Why is the hash function O(1)

Question

Why does finding the hash of a given string only run in constant time?

I am trying to write an optimized program to compare two strings by using string hashing.

From what I know, the hash of a string is usually defined by a polynomial rolling hash function. Online sources say calculating this hash and doing the comparison is O(1). For example, https://cp-algorithms.com/string/string-hashing.html says that

The idea behind the string hashing is the following: we map each string into an integer and compare those instead of the strings. Doing this allows us to reduce the execution time of the string comparison to O(1).

However, the actual implementation (according to https://cp-algorithms.com/string/string-hashing.html) of this hash function includes looping through the entire string:

long long compute_hash(string const& s) {
const int p = 31;
const int m = 1e9 + 9;
long long hash_value = 0;
long long p_pow = 1;
for (char c : s) {
    hash_value = (hash_value + (c - 'a' + 1) * p_pow) % m;
    p_pow = (p_pow * p) % m;
}
return hash_value;
}

Wouldn't this guarantee linear time complexity to compare two strings, instead of O(1)?

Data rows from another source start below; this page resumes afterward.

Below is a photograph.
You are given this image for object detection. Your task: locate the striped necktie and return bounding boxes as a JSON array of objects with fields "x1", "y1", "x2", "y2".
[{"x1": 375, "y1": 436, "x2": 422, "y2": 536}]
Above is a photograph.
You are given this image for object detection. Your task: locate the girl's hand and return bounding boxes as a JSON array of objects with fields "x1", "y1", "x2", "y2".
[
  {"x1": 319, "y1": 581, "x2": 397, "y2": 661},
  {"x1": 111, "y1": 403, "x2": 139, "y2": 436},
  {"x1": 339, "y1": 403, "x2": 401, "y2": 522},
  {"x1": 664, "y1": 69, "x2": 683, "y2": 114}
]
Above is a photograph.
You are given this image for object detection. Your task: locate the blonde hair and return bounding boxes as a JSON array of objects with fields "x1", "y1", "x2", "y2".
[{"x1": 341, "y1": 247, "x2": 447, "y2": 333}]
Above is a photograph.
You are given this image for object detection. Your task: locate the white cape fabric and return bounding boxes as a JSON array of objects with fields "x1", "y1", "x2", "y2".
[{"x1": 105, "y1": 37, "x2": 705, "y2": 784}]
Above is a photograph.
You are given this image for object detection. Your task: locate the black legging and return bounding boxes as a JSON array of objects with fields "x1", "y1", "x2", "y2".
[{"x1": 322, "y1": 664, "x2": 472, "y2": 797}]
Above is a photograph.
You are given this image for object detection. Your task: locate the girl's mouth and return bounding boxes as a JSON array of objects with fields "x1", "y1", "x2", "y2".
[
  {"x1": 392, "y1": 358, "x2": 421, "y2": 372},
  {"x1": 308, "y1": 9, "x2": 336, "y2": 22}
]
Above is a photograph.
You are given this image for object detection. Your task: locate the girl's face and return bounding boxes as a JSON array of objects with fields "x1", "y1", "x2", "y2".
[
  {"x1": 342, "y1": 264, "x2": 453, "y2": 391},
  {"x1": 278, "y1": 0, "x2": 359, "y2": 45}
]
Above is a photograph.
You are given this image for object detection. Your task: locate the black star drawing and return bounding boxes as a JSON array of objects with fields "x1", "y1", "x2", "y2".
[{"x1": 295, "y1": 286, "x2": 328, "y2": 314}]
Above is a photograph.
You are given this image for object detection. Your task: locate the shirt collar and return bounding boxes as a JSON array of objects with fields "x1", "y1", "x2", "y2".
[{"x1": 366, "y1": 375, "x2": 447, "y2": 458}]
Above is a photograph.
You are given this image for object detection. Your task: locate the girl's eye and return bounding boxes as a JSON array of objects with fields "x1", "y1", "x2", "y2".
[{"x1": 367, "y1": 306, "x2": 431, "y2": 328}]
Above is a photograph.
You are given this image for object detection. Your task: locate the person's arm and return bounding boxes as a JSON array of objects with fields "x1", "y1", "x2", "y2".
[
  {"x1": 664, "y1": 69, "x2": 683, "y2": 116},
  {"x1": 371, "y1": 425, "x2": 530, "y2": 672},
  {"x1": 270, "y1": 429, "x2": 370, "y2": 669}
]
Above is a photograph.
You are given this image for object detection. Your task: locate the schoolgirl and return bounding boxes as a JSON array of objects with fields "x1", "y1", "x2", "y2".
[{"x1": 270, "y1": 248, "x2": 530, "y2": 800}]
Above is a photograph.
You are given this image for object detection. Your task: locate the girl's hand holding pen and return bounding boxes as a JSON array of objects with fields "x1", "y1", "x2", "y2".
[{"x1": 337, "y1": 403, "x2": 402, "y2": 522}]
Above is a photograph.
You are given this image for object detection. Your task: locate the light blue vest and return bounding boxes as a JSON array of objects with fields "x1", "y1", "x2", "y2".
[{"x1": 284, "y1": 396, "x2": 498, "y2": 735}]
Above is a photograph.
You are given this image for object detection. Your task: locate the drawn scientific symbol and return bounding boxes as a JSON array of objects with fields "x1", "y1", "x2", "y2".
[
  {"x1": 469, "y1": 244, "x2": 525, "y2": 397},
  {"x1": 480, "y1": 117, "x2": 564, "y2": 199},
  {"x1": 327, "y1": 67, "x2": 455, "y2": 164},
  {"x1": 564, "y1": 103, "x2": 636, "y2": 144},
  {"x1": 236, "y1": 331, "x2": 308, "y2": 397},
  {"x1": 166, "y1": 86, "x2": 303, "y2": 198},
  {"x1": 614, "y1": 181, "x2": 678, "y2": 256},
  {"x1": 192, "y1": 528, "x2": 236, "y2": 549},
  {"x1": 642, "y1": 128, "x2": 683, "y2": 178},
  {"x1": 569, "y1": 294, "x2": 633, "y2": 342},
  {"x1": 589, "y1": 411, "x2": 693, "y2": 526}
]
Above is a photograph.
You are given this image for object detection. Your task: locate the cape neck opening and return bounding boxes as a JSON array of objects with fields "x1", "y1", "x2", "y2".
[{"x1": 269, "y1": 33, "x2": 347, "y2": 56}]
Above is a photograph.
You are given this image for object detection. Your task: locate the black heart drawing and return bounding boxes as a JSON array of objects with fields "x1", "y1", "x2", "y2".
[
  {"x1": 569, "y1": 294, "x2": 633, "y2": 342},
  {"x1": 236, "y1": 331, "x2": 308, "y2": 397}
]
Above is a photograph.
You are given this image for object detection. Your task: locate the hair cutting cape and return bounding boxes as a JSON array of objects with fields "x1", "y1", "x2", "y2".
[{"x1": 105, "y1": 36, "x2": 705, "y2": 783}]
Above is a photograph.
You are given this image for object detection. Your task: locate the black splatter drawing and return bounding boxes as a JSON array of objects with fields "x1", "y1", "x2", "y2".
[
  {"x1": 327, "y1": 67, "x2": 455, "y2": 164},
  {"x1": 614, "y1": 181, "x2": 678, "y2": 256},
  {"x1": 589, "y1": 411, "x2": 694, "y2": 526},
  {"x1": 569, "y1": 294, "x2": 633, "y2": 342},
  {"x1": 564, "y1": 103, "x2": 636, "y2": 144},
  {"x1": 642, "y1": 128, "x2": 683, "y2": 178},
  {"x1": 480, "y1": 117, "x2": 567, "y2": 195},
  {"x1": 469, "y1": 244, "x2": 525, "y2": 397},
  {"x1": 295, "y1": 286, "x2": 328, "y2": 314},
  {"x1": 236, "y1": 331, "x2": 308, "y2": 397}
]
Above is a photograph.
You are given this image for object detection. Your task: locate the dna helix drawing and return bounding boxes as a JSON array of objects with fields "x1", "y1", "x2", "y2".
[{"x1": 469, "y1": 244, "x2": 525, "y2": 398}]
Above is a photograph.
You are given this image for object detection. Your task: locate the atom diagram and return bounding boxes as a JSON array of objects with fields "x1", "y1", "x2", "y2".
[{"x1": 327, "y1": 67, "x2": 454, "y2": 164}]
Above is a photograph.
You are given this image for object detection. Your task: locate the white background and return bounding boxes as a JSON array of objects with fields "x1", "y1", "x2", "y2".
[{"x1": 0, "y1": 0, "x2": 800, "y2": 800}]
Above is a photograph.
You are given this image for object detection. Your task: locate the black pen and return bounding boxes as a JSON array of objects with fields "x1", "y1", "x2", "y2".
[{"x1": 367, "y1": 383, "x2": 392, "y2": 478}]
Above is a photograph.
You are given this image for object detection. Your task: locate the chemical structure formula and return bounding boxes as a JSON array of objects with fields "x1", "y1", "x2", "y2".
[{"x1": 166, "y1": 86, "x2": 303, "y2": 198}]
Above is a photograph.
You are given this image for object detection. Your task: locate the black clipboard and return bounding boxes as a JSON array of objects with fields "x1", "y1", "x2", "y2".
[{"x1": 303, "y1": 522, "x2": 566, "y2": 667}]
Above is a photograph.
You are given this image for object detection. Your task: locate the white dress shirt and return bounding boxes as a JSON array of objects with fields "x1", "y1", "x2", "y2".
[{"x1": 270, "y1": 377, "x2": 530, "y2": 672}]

Any help is appreciated!

Answer 1

The idea behind the string hashing is the following: we map each string into an integer and compare those instead of the strings. Doing this allows us to reduce the execution time of the string comparison to O(1).

This sentence is quite misleading.

As you figured out computing the hash of a string takes O(n) time. But once you have computed the hash you can compare strings by comparing their hashes. The paragraph only refers to the comparison of hashes, which is O(1).

But even then it's false to say the string comparison becomes O(1). The string comparison is only O(1) when the hash doesn't match. A matching hash does not guarantee the strings are the same and you have to double check by comparing the actual strings, which is O(n).

So what the hashing gives you is the ability to quickly detect that 2 strings are not equal in most cases. If you only want to compare 2 strings then it is utterly pointless. String hashing is only worth it if you compare many times. You need to compute the hash, store it and use it more than once to get any benefit.

PS: Some application pretend that hash collisions don't happen and that 2 strings are equal if their hashes match. When using a strong cryptographic hash this is a near certainty. But a collision is not impossible, they are playing russian roulette.

Answer 2

Big-O notation is a way of describing how the execution time of an algorithm will grow with the size of the data-set it is working on. In order for that definition to be applied, we have to specify what the data-set is that will be growing.

In most cases that's obvious, but sometimes it's a bit ambiguous, and this is one of those cases. Does "data set" in this case refer to an individual string? If so, then the algorithm is O(N), since the sequence of operations it has to perform grows linearly with the size of the string. But if by "data set" you mean the number of items in the associated hash table, then the algorithm can be considered O(1), since it will operate just as quickly (for any given string) when dealing with a million-entry Hashtable as it would for a two-entry Hashtable.

Regarding using hashing to compare two strings: once you have computed the hash values for the two strings, and stored those hash values somewhere, you can compare the two hash values in O(1) time (since comparing two integers is a fixed-cost operation, regardless of the sizes of the strings they were calculated from). It's important to note, however, that this comparison can only tell you if the two strings are different -- if the two hash values are equal, you still can't be 100% certain that the two strings are equal, since (due to the pigeonhole principle) two different strings can hash to the same value. So in that case you'd still need to compare the strings the regular O(N)/char-by-char way.